Nine high-ranking San Diego State University officials went on a high-flying, if brief, junket this spring, courtesy of Alaska Airlines. The occasion, on May 31, was an “Inaugural flight for SDSU officials on the SDSU theme painted Alaska Airlines plane,” and the passenger list included vice president for business and financial affairs Sally Roush; School of Communication director Bill Snavely; athletic senior associate John David Wicker; associate athletic director Bob Moosbrugger; head women’s basketball coach Beth Burns; chief communications officer, university relations, Jack Beresford; and university controller Lorretta Leavitt. The “flight circling San Diego County,” plus meals, was valued at $1215, according to a disclosure statement posted on the university’s website.

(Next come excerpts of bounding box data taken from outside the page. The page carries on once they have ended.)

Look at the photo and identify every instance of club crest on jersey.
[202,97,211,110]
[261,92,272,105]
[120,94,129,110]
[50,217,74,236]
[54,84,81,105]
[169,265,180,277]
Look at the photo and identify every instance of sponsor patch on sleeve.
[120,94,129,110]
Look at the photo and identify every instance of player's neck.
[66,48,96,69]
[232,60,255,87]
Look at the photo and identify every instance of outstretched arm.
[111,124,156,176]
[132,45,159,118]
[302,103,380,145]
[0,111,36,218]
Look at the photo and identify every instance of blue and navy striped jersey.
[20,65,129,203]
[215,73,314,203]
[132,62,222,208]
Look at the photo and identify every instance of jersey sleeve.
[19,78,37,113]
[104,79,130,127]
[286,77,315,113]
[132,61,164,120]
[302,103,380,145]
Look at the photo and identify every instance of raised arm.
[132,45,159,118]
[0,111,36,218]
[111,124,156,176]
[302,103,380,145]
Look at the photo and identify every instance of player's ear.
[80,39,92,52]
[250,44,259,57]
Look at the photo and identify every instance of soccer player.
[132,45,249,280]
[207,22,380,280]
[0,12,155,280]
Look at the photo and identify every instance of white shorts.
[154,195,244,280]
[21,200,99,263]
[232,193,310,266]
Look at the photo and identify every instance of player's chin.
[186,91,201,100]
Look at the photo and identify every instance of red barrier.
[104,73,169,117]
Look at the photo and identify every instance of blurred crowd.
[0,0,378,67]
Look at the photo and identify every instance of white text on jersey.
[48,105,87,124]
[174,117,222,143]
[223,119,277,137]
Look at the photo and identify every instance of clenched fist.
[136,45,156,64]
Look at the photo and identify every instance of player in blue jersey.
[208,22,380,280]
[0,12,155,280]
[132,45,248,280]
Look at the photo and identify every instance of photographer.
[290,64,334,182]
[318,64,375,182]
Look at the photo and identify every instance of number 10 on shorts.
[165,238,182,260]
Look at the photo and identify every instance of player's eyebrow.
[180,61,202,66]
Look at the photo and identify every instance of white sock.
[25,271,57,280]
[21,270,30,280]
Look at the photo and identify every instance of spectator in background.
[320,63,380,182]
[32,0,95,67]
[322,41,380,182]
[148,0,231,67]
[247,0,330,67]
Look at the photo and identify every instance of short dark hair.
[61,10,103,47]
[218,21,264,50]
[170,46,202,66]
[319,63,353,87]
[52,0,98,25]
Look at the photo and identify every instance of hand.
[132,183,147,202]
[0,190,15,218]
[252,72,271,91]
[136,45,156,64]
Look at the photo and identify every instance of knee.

“We’re proud to add San Diego State University’s bold colors to our fleet of university planes and especially pleased that this aircraft represents our first California school,” said Joe Sprague, Alaska Airlines’ vice president of marketing, in a news release, which mentioned that the plane was painted at no cost to SDSU. “We hope the Aztec plane will bring smiles to our passengers and be a source of pride for SDSU students, alumni and faculty for years to come as we fly it throughout our regional route network.”
The release added, “In conjunction with the SDSU plane’s unveiling, Alaska Airlines is starting new nonstop daily service from San Diego to Fresno/Yosemite, Monterey and Santa Rosa/Sonoma County on June 4 and 5.”
More free traveling was done by San Diego State business-school dean Michael Cunningham, say the SDSU travel disclosures. He caught a $525 one-way flight from McClellan-Palomar Airport to New York last September 7, courtesy of beer distributor and new Padres owner Ron Fowler. Under the line “Provide a specific description of the nature and use of the payment for official agency business,” the reporting form, dated this June 1, was blank.
Cunningham also traveled round-trip from Palomar to Ocala, Florida, from February 26 to 29 of this year. The cost of the flight, $2000, along with lodging of $237 and meal expenses of $164, was covered by Leonard Lavin of Ocala, according to an undated disclosure report signed by SDSU vice president Mary Ruth Carleton. As in the case of the New York trip, the purpose for the journey was omitted from the form.
Lavin, 92, founded the Alberto-Culver Company, maker of Alberto VO5 shampoo, and now races horses and endows universities, among other endeavors. This May, SDSU awarded Lavin an honorary degree for funding the school’s Lavin Entrepreneur Program, “which provides individual mentoring” for upper-division students, according to the university’s website.